Wenn jemand auf dem Abstellgleis steht oder auf ein Abstellgleis geschoben wird, befindet er sich in einer Stellung ohne Aufstiegsmöglichkeit oder wird gar aus seinem Wirkungskreis verdrängt. Die Redensart leitet sich unschwer aus dem Eisenbahnverkehr her. Eine alte Lokomotive oder ein Waggon wird auf einem Nebengleis abgestellt.

Sprecherin:

Charly Monecke ist in der Provinz geblieben. Er hat hier längst Wurzeln geschlagen und beabsichtigt, in seinem neuen Atelier zu regelmäßigen Gesprächen über Kunst einzuladen.


Fragen zum Text:

Was bedeutet das Sprichwort: Wenn der Bauer nicht schwimmen kann, liegt es an der Badehose?

1. Für den Bauern gelten besondere Regeln.

2. Der Bauer sucht die Schuld für eigene Fehler stets bei anderen.

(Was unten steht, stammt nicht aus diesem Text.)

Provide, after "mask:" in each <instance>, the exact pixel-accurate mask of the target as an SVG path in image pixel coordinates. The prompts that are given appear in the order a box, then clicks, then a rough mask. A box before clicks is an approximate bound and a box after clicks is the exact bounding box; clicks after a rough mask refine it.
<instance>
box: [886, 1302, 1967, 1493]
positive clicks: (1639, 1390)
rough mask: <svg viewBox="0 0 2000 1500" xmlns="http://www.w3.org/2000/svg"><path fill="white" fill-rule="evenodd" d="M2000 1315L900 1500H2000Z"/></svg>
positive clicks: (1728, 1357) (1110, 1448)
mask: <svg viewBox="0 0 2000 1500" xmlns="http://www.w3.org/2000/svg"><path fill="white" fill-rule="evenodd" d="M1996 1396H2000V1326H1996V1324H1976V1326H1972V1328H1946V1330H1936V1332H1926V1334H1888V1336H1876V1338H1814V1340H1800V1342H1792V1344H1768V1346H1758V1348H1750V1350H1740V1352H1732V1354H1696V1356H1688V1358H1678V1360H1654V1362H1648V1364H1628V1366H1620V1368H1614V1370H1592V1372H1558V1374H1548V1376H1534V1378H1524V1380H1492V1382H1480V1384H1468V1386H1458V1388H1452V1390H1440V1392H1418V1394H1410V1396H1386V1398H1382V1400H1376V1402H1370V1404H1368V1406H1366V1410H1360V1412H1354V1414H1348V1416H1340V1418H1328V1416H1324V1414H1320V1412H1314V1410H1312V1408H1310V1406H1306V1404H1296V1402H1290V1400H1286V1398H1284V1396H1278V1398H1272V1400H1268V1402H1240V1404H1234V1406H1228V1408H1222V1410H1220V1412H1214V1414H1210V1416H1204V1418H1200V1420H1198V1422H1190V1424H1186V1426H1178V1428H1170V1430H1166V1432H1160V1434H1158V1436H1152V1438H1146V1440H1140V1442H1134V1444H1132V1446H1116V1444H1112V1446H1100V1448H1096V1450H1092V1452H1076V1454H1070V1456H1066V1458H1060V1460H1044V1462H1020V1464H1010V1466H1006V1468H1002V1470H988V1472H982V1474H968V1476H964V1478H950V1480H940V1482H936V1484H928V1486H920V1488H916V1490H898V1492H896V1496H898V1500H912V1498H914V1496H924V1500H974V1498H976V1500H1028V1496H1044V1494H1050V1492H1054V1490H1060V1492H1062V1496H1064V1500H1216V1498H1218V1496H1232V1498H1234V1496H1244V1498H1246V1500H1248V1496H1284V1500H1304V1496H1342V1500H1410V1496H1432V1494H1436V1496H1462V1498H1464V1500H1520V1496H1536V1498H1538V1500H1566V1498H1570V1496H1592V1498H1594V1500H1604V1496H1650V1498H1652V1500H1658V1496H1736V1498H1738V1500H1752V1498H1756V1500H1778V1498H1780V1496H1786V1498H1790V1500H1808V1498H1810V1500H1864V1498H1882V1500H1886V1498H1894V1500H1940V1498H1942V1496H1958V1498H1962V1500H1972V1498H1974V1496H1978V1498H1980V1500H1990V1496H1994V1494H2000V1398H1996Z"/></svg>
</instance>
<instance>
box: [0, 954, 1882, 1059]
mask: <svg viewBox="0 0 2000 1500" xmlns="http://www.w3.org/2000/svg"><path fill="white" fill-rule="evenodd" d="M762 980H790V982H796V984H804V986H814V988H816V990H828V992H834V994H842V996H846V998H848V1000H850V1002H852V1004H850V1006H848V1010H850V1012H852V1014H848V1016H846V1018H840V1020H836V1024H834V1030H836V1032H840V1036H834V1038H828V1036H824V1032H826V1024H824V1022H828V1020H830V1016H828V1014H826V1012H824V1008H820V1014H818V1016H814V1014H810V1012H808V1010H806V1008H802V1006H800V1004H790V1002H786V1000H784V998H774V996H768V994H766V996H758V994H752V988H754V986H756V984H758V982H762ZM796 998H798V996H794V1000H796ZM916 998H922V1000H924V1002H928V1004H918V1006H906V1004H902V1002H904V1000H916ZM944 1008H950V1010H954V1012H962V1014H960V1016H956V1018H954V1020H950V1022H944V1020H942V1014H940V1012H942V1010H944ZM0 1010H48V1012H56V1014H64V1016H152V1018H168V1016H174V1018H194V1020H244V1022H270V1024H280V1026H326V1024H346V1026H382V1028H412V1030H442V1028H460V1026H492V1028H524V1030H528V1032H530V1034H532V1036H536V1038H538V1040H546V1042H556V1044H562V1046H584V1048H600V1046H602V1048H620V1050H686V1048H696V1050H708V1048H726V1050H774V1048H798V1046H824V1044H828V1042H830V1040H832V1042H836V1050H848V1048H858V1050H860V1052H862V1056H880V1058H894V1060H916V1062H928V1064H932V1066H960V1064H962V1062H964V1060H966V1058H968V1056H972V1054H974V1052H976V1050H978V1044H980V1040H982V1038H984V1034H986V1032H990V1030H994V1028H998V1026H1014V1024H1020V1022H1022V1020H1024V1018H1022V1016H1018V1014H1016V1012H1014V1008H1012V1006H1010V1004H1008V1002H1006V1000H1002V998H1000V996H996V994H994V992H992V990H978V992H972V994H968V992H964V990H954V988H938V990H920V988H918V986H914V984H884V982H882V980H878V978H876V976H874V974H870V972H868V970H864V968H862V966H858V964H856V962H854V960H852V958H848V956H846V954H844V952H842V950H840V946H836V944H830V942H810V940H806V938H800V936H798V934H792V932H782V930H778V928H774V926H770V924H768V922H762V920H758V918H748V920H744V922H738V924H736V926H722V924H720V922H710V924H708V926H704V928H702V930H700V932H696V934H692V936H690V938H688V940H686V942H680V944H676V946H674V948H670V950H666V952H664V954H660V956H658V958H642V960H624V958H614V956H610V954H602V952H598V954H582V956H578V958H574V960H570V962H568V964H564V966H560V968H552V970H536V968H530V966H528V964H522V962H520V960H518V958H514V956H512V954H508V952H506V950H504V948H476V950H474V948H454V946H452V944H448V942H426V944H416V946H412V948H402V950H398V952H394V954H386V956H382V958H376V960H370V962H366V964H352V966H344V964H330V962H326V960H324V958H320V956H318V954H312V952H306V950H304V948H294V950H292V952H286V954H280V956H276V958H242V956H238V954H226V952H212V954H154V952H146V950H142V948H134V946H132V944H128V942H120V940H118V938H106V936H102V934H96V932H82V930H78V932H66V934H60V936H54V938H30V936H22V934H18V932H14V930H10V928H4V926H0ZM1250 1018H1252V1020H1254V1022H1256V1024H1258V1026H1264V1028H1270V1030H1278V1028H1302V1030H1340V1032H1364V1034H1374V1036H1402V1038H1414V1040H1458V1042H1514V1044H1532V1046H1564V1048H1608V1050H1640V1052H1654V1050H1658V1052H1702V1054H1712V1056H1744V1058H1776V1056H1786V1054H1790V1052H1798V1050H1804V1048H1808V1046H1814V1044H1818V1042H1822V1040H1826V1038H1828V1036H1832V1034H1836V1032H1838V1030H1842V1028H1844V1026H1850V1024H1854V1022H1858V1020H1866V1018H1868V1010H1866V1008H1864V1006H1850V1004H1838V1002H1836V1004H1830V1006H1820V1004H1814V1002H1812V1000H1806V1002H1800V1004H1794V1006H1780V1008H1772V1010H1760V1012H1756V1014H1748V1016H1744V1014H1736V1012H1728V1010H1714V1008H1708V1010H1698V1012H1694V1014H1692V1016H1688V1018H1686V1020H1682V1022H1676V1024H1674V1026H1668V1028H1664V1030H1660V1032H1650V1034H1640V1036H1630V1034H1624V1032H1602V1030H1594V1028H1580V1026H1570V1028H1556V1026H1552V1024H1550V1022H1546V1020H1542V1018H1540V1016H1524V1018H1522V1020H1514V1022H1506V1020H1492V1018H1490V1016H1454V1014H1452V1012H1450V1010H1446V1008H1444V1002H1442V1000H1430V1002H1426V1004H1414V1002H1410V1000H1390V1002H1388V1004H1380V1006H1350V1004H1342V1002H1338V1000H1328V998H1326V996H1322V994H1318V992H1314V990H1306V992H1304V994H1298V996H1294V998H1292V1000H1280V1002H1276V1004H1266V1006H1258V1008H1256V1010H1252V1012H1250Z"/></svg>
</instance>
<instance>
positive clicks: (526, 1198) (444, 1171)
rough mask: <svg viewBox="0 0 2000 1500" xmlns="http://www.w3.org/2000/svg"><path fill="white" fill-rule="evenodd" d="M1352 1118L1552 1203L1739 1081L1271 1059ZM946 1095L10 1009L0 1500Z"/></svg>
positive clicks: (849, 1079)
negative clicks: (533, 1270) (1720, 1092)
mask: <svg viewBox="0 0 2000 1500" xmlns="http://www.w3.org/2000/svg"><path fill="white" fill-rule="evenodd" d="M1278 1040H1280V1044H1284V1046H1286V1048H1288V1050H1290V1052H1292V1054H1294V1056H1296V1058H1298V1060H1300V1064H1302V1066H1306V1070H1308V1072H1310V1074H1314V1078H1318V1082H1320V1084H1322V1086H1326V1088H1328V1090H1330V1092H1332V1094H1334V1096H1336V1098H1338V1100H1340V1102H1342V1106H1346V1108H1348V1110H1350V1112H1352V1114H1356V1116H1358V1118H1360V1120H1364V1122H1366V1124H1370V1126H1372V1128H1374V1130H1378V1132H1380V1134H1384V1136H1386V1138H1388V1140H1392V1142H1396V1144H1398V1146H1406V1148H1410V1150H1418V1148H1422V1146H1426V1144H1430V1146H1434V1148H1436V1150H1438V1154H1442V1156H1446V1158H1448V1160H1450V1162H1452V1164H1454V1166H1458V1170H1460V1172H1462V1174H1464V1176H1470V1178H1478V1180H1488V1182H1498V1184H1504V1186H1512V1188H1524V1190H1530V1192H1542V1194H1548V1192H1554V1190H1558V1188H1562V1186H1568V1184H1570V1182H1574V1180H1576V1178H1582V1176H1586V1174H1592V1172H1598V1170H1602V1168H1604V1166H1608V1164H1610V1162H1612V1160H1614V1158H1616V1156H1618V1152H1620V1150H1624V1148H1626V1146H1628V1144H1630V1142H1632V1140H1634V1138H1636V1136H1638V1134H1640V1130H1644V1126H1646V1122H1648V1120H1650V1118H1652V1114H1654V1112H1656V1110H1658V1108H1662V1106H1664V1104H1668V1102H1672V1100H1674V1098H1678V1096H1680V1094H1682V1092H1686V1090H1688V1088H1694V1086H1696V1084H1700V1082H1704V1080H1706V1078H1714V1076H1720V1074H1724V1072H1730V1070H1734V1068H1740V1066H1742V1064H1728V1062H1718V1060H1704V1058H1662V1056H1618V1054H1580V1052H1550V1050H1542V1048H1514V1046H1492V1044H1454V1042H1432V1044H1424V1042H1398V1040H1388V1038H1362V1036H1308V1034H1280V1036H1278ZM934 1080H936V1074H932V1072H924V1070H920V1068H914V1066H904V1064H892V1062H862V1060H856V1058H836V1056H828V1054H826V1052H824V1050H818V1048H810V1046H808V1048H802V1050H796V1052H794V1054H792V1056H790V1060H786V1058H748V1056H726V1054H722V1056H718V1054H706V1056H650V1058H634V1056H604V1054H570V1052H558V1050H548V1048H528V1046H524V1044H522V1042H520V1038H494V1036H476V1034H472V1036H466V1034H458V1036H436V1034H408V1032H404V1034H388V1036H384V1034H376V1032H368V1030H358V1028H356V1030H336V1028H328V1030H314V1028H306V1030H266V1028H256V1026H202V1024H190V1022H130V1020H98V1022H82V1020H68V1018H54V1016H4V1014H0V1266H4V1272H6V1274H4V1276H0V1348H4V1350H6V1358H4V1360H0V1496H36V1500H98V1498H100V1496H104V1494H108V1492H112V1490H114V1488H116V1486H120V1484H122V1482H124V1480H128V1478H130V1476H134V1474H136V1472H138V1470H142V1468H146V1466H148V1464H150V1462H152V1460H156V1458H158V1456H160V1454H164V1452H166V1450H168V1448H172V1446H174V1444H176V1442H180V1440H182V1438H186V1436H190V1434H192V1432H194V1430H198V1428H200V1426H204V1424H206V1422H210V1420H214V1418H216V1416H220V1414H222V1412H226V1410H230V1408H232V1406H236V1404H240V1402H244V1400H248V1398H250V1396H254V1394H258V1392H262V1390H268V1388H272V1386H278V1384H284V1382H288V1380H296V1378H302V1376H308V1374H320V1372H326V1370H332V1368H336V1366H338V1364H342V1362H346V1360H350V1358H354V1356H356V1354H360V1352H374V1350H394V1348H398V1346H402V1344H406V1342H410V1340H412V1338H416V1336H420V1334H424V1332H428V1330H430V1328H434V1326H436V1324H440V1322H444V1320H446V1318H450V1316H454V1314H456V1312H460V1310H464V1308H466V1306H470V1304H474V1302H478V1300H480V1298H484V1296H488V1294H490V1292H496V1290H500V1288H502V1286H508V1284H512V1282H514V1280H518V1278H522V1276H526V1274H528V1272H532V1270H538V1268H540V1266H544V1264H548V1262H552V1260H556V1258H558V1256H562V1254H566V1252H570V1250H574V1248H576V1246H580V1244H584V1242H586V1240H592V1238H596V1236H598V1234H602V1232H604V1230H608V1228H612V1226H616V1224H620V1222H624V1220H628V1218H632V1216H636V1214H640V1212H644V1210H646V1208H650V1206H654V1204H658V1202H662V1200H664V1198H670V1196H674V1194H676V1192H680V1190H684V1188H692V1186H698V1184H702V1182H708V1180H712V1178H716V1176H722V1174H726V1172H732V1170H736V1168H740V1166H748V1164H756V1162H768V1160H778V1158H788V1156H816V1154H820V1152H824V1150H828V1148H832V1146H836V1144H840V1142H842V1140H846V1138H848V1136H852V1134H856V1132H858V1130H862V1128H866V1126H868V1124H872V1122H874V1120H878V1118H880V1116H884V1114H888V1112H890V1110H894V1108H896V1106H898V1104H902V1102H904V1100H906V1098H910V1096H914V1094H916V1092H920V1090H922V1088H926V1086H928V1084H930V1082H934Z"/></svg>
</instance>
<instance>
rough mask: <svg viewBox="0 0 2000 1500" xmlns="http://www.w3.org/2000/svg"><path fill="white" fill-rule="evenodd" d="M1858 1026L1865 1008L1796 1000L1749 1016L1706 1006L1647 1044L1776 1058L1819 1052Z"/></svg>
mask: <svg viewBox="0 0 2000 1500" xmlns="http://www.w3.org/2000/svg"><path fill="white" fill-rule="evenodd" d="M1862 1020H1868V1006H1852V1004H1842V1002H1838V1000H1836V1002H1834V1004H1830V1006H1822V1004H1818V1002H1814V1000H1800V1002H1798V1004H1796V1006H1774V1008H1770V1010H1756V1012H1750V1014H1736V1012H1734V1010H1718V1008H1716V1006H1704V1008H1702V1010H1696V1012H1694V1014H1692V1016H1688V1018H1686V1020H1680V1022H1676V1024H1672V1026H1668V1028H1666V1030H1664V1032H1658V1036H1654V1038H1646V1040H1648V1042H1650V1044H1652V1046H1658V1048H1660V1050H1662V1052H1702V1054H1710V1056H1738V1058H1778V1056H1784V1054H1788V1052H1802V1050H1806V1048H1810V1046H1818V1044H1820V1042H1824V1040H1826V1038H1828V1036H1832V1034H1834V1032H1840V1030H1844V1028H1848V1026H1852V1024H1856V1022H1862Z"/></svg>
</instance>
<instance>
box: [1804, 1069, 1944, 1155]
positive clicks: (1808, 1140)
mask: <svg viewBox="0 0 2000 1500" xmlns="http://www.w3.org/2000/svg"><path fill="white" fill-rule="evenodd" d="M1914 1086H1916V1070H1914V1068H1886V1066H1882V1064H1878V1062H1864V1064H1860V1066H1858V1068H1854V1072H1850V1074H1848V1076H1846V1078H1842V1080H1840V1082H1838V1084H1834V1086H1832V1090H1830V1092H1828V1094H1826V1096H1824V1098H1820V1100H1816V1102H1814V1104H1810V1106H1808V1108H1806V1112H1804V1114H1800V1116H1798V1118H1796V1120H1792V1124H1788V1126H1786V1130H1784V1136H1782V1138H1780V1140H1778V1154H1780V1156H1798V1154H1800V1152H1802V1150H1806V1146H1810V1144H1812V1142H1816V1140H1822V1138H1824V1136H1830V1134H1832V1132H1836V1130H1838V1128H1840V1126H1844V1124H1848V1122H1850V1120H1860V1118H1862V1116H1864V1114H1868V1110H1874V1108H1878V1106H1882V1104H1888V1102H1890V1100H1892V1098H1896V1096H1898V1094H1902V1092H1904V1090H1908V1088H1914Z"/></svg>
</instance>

3. Bauern sind Landwirte, keine Wassermänner.

In der Provinz …

1. liegt der Hund begraben.

2. gilt der Prophet nichts.

3. leben bunte Hunde.

Wie wird ein langjähriger Freund, besonders zur Begrüßung, manchmal genannt?

1. verrückte Pflanze!

2. Landei!

3. altes Haus!

Arbeitsauftrag:

Stellen Sie eine Podiumsdiskussion zwischen Städtern und "Provinzeiern" nach, in der Sie begründen, warum Sie sich für den jeweiligen Wohnort entschieden haben.